I took Jane Eyre on a week-long trip to Bali. She was a bit out of place there, but then again, the tropics brought to mind Mr. Rochester's ill-fated first marriage in Jamaica. I think there are quite a few contemporary Mr. Rochesters roaming the streets of Kuta and Ubud with their Balinese Berthas. Let's hope they all come to their senses before their relationships end in madness and fire and attic imprisonments.
The sorry truth of why I brought this particular book to Bali was its weight: it was a small Bantam paperback edition I'd bought at a warehouse sale in Kuala Lumpur. It has a splendid introduction by Joyce Carol Oates, and it added only an ounce or two to my handbag. When I bought it, I was thinking I was decades overdue to read it, and when I finished it, I wondered why I had waited those decades to meet its protagonist. Jane first appeared in the world in 1847, but so many of her character traits ring perfectly true in 2011. Yes, her manners and behaviours are Victorian, but her self-reliance, independence of thought, stolidity and passion transcend her own era. I like Jane enormously, and I respect her. She's one of those fictional characters I would most certainly invite for a dinner party.

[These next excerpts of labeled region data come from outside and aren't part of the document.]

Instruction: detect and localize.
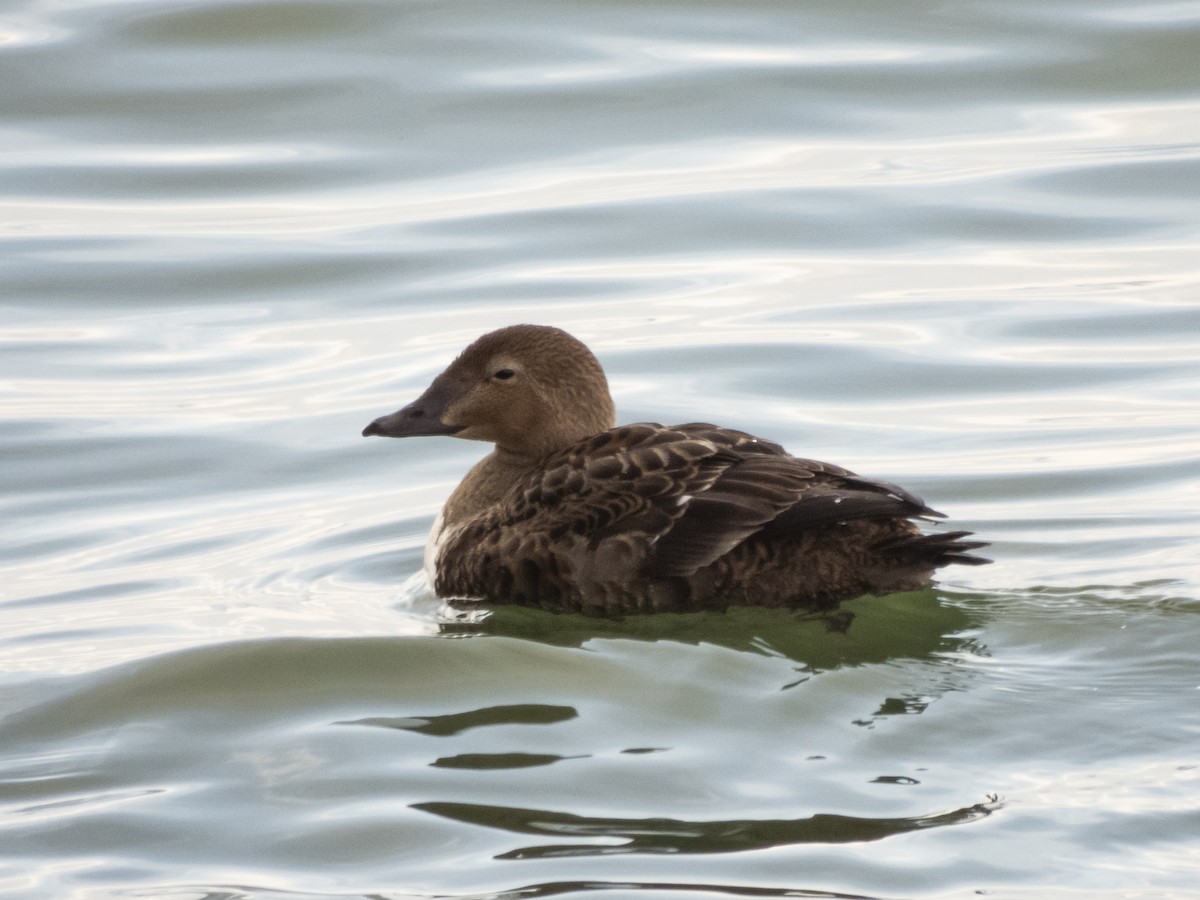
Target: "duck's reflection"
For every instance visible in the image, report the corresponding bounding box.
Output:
[413,797,1000,859]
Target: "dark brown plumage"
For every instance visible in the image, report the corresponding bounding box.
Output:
[362,325,988,613]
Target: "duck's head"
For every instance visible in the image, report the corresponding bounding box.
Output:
[362,325,616,456]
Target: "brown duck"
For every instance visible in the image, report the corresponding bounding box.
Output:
[362,325,989,613]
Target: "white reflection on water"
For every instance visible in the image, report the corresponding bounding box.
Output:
[9,103,1200,238]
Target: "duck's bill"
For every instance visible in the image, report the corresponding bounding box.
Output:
[362,397,462,438]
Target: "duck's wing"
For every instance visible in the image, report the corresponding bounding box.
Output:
[515,422,938,577]
[648,425,942,576]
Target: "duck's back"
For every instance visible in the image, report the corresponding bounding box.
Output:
[434,424,986,613]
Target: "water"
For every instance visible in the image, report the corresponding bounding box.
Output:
[0,0,1200,900]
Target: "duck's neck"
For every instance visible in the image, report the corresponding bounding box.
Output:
[442,448,539,527]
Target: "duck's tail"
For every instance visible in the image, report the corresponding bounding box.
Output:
[875,532,991,569]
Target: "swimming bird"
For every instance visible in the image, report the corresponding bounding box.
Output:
[362,325,989,614]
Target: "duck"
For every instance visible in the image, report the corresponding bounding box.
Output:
[362,324,990,616]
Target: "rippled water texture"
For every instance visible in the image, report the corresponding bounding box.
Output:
[0,0,1200,900]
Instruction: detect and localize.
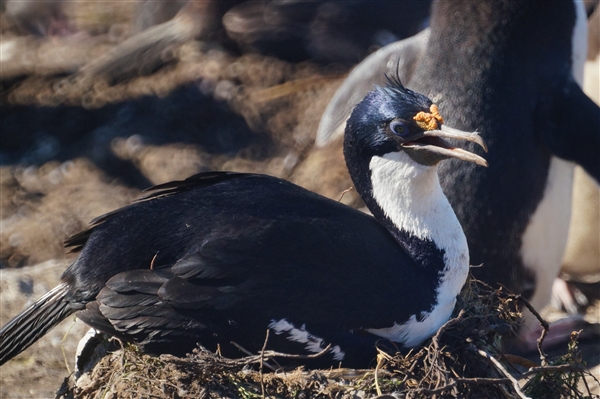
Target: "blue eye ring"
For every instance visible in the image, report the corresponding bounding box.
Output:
[390,120,409,137]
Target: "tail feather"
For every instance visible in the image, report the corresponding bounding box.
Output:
[0,284,77,365]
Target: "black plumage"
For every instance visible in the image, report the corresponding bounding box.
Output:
[0,80,485,367]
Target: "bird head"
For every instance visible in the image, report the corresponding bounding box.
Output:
[344,77,487,166]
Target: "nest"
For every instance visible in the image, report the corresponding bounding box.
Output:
[57,279,600,399]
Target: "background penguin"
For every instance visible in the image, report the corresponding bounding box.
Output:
[552,5,600,314]
[0,80,487,367]
[317,0,600,350]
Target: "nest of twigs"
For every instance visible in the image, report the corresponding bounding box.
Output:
[58,280,598,399]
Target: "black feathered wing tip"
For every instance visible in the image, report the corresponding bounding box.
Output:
[0,284,75,365]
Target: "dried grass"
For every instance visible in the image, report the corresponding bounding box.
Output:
[58,280,598,399]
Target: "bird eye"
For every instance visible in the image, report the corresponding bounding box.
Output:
[390,121,408,136]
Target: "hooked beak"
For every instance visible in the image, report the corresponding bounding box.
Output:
[401,125,488,167]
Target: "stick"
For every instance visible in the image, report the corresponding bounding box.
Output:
[259,328,269,399]
[477,349,531,399]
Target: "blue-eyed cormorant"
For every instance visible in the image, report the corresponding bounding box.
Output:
[317,0,600,348]
[0,79,486,367]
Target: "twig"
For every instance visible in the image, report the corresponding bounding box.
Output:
[375,355,385,396]
[338,187,354,202]
[519,364,584,378]
[231,341,331,371]
[409,377,510,396]
[508,294,550,366]
[60,317,77,374]
[258,328,269,399]
[477,349,530,399]
[150,252,158,270]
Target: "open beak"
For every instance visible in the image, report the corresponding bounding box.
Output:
[402,125,488,167]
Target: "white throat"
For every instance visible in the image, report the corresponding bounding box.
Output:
[369,152,469,346]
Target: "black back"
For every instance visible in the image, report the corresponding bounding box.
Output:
[63,173,443,367]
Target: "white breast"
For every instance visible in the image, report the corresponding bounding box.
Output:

I belonged to a book group a few years back, and we read Mary Shelley's Frankenstein. I admired the dense prose and profound plot -- especially considering Shelley's youth when she wrote it -- but fluidly pleasurable reading it was not. As I re-read the introduction to Jane Eyre, I noticed that Joyce Carol Oates had also contrasted the two writers' styles: "Compare the slow, clotted, indefatigably rhetorical prose of Mary Shelley's Frankenstein, of 1818..." Bronte's prose, while elegant, requires less mental bush-whacking than Shelley's.